My current pursuits, both theoretically and experimentally, involve untangling the enigma that is ‘reality’. I am a firm believer in the primacy of the social environment as the actuator of thoughts, therefore, I have come to grips that much of my obsession over what is and what isn’t stems from my conservative Christian background. My parents were never the Bible thumping, closed-minded sort, however, I was socialized into believing a very rigid framework of physical life; although our explicit belief in the supernatural added a metaphysical dynamism that is still extant today.
When asking, “what is reality?”, it captures perfectly the essence of cognitive dissonance. Dissonance is best described as ‘friction’ that arises when two thoughts are in opposition to one another. For instance, many married couples experience extreme dissonance when the wishes of their mother or father go against the wishes of their spouse. To hold these oppositional cognitions in the mind causes discomfort which naturally leads a person to think or do something in response as a means to reduce this discomfort. Such actions may be to shut down completely, become emotional or even detached, and eventually try their hardest to avoid the topic altogether.

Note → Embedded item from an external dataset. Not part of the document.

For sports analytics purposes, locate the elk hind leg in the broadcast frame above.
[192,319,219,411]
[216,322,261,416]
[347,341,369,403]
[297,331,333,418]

To ponder reality is to test the precipices of sanity. The principles of relativity tell us that spacetime is the substrate in which we all sit within depressions caused by the massive objects around us such as the earth, sun, moon and so forth. This substrate, the fabric of reality, seems so diaphonous, so thin, yet, it is obstreperous to the point of statistical impossibility. On a mental level, to consider what consists of reality is to contemplate factors that have affected us at every point and these constant stimuli are the hardest to consciously detect; they’ve been hardwired into us as “real”. On a physical level, intense scrutiny of this fabric at microscopic levels yields a world of ‘quantum foam’ or intractable probability. Its almost as if the fabric itself works to keep us from truly understanding it.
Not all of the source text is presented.